Эрвальд и Бертрам, уже верхом, близко подъехав друг к другу, тихо переговаривались о чем-то. Зоннек подал знак к отъезду.
Довольно многочисленное общество тотчас разделилось на две части: Зоннек и англичане, все отличные ездоки, не выдержали езды шагом, весело отправились вперед и скоро были уже далеко; профессор же ехал медленно и осторожно, Эльрих и обе дамы — тоже.

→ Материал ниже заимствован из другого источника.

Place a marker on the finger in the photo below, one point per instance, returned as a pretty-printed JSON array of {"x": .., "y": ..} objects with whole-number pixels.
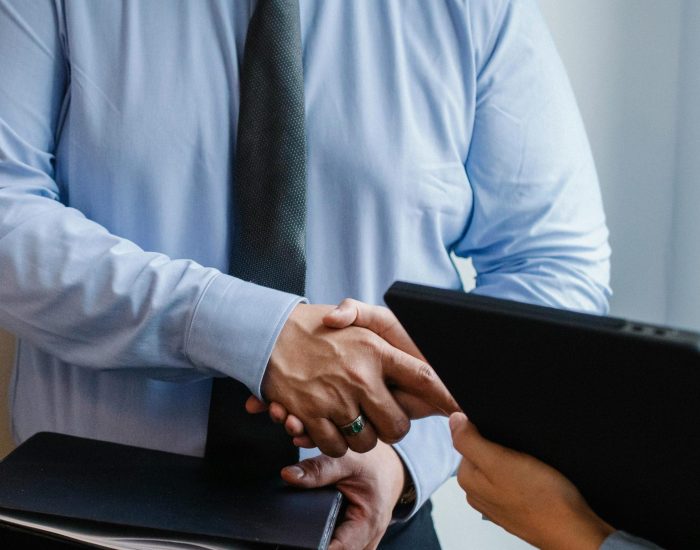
[
  {"x": 363, "y": 441},
  {"x": 318, "y": 471},
  {"x": 413, "y": 406},
  {"x": 389, "y": 420},
  {"x": 417, "y": 378},
  {"x": 484, "y": 454},
  {"x": 379, "y": 320},
  {"x": 294, "y": 426},
  {"x": 327, "y": 437},
  {"x": 304, "y": 442},
  {"x": 343, "y": 315},
  {"x": 253, "y": 405},
  {"x": 278, "y": 413}
]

Эрвальд ехал рядом с Ульрикой Мальнер и расточал ей любезности, впрочем, без успеха; в качестве приятеля доктора Бертрама он был в опале и получал лишь самые недружелюбные ответы.
Зельма, напротив, была удивительно весела. Она, как всегда, была в черном, потому что носить летнее ей не позволялось из-за траура; светлой на ней была только шляпа с белой вуалью; из-под нее выглядывало милое розовое личико. Она совсем расцвела за последнее время.
Ульрика сторожила ее и доктора, как Аргус[5].
Спокойствие врага, который, разумеется, тоже был в числе отставших, ничуть не вводило ее в обман.
Правда, он даже не пытался помочь Зельме сесть на осла и теперь спокойно ехал рядом с профессором, беседуя с ним, но под этим, конечно, крылось какое-то новое коварство.
Сзади всех ехал Эльрих в довольно угнетенном состоянии духа. Совесть нисколько не мучила его, но он боялся, чтобы его измена не была открыта; он все еще «собирался с духом» для бунта.